Quorum for Executive meetings shall be fifty percent (50%) plus one (1) of eligible voting Executive members, in accordance with By-Law 3.1 and By-Law 6.3. 

The President may, in exceptional circumstances, declare a quorum when these ratios are not achieved, provided this fact and the percentage of Executive members attending are recorded in the minutes. 

Quorum for the Annual General Meeting shall be a majority of the Executive. 

Members in good standing who are not members of the Executive are entitled and encouraged to attend and participate in the Annual General Meeting. Reasonable notice of the meeting shall be provided to the membership. The absence of such members shall not prevent the meeting from proceeding, provided quorum of the Executive is achieved. 

The absence of members outside of the Executive shall be noted in the minutes of the meeting. 7.3 Decision Making 

Decisions shall be made by simple majority vote of eligible voting Executive members.

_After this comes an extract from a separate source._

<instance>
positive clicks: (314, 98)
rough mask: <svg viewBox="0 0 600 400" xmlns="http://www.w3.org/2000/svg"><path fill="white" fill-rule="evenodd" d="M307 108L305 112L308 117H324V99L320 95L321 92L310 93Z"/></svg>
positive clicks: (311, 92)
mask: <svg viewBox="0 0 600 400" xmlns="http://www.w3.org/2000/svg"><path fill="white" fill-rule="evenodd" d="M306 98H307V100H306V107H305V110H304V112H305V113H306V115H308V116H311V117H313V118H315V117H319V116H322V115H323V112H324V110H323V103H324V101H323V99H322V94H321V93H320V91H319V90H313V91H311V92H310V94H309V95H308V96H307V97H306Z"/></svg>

 7.4 Annual General Meeting (AGM) 

  • Held annually in September or at a time determined by the Executive ? Includes reports, financial statements, and elections 
  • Quorum shall be a according to By-Law 7.2 

By-Law 8 - Committees 

The Executive may establish committees as required. Committees: 

  • Report to the Executive 
  • Have no independent decision-making authority 
  • May include non-Executive volunteers 

By-Law 9 - Financial Management 

9.1 Fiscal Year 

The fiscal year of the Association shall end on the calendar year. 

9.2 Signing Authority 

Two (2) signatures are required on all financial transactions:

  • Treasurer, and 
  • President or Vice President 

9.3 Financial Oversight 

Financial statements shall be presented at the AGM and made available to the Executive upon request. 

By-Law 10 - Conduct, Discipline, and Appeals 

The Association shall follow the codes of conduct and discipline policies of Lacrosse Nova Scotia. The Executive may issue warnings, suspensions, or removals by majority vote. 

By-Law 11 - Conflict of Interest 

Executive members must declare any conflict of interest and shall abstain from discussion and voting where a conflict exists. 

By-Law 12 - Indemnification and Insurance 

12.1 Indemnification 

The Association shall indemnify and hold harmless, out of the funds of the Association, each Director and Officer, and their respective heirs, executors, and administrators, from and against any and all claims, demands, actions, losses, damages, or costs that may arise or be incurred as a result of occupying the position or performing the duties of a Director or Officer, provided such individual acted honestly, in good faith, and in the best interests of the Association. 

12.2 Limitation of Indemnification 

The Association shall not indemnify any Director, Officer, or other person in respect of acts of fraud, dishonesty, willful misconduct, or bad faith. 

12.3 Insurance 

The Association shall, at all times, maintain such Directors’ and Officers’ liability insurance as may be approved by the Executive.

 

By-Law 13 - Amendments 

13.1 

These by-laws may be amended by a majority vote of the Executive

13.2 

Any amendments made by the Executive between the adoption date of these by-laws and the next Annual General Meeting shall be presented to the membership for review and ratification at that Annual General Meeting. 

13.3 

Following the conclusion of the next Annual General Meeting, amendments to these by-laws shall require a two-thirds (2/3) majority vote of the Executive and ratification by the members present at an Annual General Meeting or a special meeting called for that purpose. 

By-Law 14 - Interpretation 

The Executive has authority to interpret these by-laws. In the event of conflict, the Nova Scotia Societies Act shall prevail. 

Adoption and Effective Date 

These Constitution and By-Laws were adopted by the Executive of the Halifax Hurricanes Lacrosse Association on March 31, 2026 and shall take effect immediately.